Now that we've had an opportunity to drive the 745i, we think they might want to wait on that. While its execution is better than many other telematics systems, iDrive is ultimately too complex, causing distraction because it doesn't allow quick and easy access to rudimentary everyday functions.

iDrive consists of a computer that controls 270 functions (including basic climate and stereo settings), a center-mounted LCD screen and a console-mounted rotary pushbutton knob that works as the system's "mouse." It's an amazingly powerful system that BMW sees taking over almost all vehicle functions, from navigation to setting the smart cruise control's automatic speed increments. Ditto for the audio functions, which require a PhD in Astrophysics to implement. And setting a new radio station is an overly complex procedure far removed from the old press-and-hold buttons of a regular system.

The good news is that while you can program innumerable functions for the climate system using the iDrive mouse, you still have simple control knobs in the dashboard to make basic adjustments. Unfortunately, the same provision hasn't been made for the audio system, making simple tasks far too difficult. If you're an inveterate channel-hopper (like several of our staffers), the iDrive system might be a major irritant compared to a simple tuning knob and a few buttons. Our advice to BMW (and every other manufacturer creating such systems) is to provide the power of customization through digital power, but retain basic manual controls for functions that are used every day.

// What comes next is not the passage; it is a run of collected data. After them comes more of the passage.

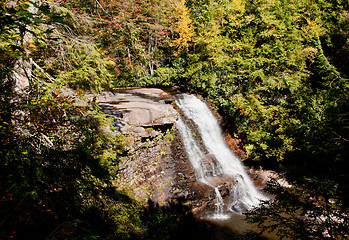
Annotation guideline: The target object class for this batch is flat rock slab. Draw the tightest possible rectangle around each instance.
[95,88,178,137]
[127,88,171,99]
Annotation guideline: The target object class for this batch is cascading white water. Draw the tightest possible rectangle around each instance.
[175,94,267,217]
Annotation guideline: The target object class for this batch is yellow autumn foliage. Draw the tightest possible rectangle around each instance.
[174,0,194,51]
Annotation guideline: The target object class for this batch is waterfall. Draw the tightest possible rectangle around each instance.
[175,94,267,217]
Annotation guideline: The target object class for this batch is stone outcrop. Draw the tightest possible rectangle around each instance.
[247,167,291,189]
[95,88,178,138]
[94,88,196,205]
[114,125,200,207]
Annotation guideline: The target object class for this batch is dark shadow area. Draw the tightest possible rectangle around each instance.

A few other convenience items work more effortlessly. There's now an electronically actuated parking brake that eliminates the need for a retractable lever. It even serves as an emergency brake if the normal braking system fails. Even more impressive is the Automatic Hold function that, when the Seven is stopped at a stoplight, uses the brakes to hold the car still until the throttle is depressed. There's no need to keep your foot on the brake to keep from moving forward. And lastly, the selector for the automatic transmission has moved from the center console to the steering column. But instead of a protruding stalk, the 745's selector is a cute little arm that shifts the transmission electronically.

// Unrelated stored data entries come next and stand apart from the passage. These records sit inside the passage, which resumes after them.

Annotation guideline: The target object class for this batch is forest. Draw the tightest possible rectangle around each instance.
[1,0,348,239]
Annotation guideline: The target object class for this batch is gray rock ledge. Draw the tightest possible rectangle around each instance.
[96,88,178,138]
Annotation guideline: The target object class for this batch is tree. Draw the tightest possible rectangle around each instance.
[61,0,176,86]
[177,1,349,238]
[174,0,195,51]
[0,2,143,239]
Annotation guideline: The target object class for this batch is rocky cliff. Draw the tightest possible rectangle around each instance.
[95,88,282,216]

The rest of the 745's interior deserves compliment. The leather is, of course, first-rate. Optionally available are comfortable seats, for both front and rear occupants, and there's more interior room, especially in the rear. Those needing even more space will have to wait a few months after the 745i arrives until the long-wheelbase 745Li comes to the United States. And if 333 horsepower isn't enough for you, BMW has a 760Li waiting in the wings, with 12 cylinders of motor and 408 horsepower. It's due a year after the 745's launch.

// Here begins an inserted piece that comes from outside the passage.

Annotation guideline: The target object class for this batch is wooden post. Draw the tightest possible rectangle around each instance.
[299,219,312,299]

Unquestionably, the redesigned BMW 745i represents the most modern and technologically advanced production automobile in the world. Innovations like Valvetronic and Dynamic Drive are significant, and they raise the bar for other super-luxury sedan manufacturers. But iDrive, which might possibly take "most-confusing-telematics" laurels from Mercedes' COMAND system, isn't what buyers of the ultimate driving machines want. Luxury and elegance are as much about simplicity as they are aesthetics, and iDrive is not simple, no matter how clean it looks to the naked eye.